Yeah, yeah, I hear you. I talk about titles a lot.
It’s true. I posted about titles here, and here, and even another one here. That last link goes to a blog entitled Can You Abide Another Post About Titles? Well, can you? Because that’s what the last two weeks have been all about for me, and as we’re always told, write what you know.
If you read along here you know I’m working on a book titled The Perfect Daughter.
Or, at least, I was. Yes, my publisher loved the title. Yes, it was absolutely “perfect” for my book. Yes, it was catchy enough to pique curiosity about the story inside. We were all set.
“This” if you didn’t click on the above link, was a sudden wealth of titles on the market with the word “perfect” in them. The Perfect Mother. The Perfect Couple. The Perfect Nanny. The Perfect Friend. On and on and on.
You can see where I’m going with this, right?
I noticed this myself. I tried NOT to notice, but there they were. Of course, I wasn’t going to be the one to point this out to my editors. Maybe I hoped perfect titles would all go away before my book comes out next summer. But not to be. Marketing said, “You know what?” And, sadly, I knew they were right.
So the search for a new title that would be just as, well, perfect began.
The book is about family, particularly the relationship between two sisters. So while “Sister” is often used in titles–I’ve used it myself in Sister’s Choice–it was a place to start. Since the book’s about a disappearance, I also worked with words like “Gone” and “Vanished” and “Family” and “Goodbye.”
I have a newish editor. We worked together on The Swallow’s Nest, and I like her very much. She’s tactful and thoughtful, and she backs away to let me do my own thing whenever she can. But we couldn’t agree on a title we both liked. Emails flew back and forth. Just as I was about to throw up my hands, Sisters and Strangers popped into my head. And yesterday I learned that it’s passed the first hurdle. We’ll wait until the sales team weighs in before we decide for sure.

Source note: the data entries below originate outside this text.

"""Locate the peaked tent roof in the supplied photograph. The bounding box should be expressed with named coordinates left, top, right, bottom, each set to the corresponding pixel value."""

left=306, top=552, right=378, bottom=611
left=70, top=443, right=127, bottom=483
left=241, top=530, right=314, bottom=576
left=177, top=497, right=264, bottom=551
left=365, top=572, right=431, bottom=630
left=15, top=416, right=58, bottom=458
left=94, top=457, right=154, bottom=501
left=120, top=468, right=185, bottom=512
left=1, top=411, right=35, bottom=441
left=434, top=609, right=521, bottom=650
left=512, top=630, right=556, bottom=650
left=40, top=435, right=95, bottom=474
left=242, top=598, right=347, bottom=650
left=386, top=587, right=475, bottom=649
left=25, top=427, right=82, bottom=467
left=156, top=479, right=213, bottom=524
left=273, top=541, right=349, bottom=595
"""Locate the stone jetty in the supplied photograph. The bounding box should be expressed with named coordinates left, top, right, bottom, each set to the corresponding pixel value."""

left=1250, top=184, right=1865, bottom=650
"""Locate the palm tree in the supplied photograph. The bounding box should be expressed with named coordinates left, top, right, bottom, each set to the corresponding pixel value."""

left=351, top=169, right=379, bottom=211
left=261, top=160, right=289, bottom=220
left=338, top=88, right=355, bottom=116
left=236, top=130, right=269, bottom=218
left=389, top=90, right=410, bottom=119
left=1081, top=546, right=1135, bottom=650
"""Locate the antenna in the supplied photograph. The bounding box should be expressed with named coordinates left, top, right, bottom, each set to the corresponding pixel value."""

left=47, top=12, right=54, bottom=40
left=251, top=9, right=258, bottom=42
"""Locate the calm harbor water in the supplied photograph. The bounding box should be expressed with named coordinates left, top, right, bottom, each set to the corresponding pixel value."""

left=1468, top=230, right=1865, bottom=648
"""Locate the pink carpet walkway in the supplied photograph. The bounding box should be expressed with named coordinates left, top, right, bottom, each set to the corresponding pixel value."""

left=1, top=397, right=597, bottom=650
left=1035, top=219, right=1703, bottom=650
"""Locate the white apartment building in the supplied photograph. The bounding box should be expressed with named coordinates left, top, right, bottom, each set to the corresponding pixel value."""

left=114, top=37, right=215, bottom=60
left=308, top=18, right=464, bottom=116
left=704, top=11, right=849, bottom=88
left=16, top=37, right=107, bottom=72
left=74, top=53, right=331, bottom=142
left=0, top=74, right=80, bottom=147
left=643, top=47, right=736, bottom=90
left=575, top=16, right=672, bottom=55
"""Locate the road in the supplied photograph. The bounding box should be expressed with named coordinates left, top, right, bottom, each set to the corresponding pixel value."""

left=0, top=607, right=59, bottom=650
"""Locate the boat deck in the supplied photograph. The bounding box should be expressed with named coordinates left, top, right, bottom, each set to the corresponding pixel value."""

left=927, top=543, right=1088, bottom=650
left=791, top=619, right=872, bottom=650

I like Sisters and Strangers? Do you? I came up with it, after all. Do I like it as well as The Perfect Daughter? I’m still mourning that one a bit, but I like the idea there’s less chance that readers will confuse my book with a zillion others.
But wait, I’m not finished. There’s the matter of one more title, one more book.
Years ago I wrote Dragonslayer, about a minister in the inner city trying to put his life back together and help his new community at the same time. Why did I call it Dragonslayer? At the time my publisher was doing a series called Men At Work. (Don’t ask me why, but they were.) My revered editor called, asked me to write one, and began the old rhyme: “Rich man, poor man, begger man, thief, doctor, laywer…” You know that one, right? I listened to her examples and asked if I could do a minister. She was agreeable.
Dragonslayer won awards. It won the RITA from Romance Writers of America, and it got one of a handful of 5 star reviews from Romantic Times Magazine. But did it sell well?
At first I blamed that on the cover, with maybe a little blame on what some readers might consider a difficult theme. And a tad on the fact the hero was a minister. It wasn’t Christian fiction, or even the broader category “inspirational” fiction, but in addition to a strong romance, it did talk about issues of faith.
In truth though, while all those things might be true, the title was also a problem.
I’d wanted to call the book Where Dragons Lay–based on a verse in Isaiah–but my editor suggested Dragonslayer, and I agreed. What none of us understood was that readers would assume that Dragonslayer was a fantasy novel. Today there are many fantasy novels and series with that title.
So, once the book came back to me to put online, I hoped to counter everything with a new cover. Sadly that cover, with the word Dragonslayer in graffiti on a brick wall, was confusing, too. What kind of book was it? Nobody was quite sure.
In the end I realized that while I hate to change titles midstream, Dragonslayer had to be rechristened. I’m finalizing a brand new cover, too, since the title is different. I’ll tell you more about both once the cover’s done. But I think at last, the cover and the title say everything about what’s in the book. I hope you’ll agree. It really is still one of my favorite of my own novels.
Titles. Do they affect whether you pick up a book or not? Have you ever bought a book because of the title? Do you have favorite words that will make you reach for one or click on it online? I’d love to know.
And in late breaking news, someone at my publisher has just rejected Sisters and Strangers. Anybody got a hole I can crawl in to hide?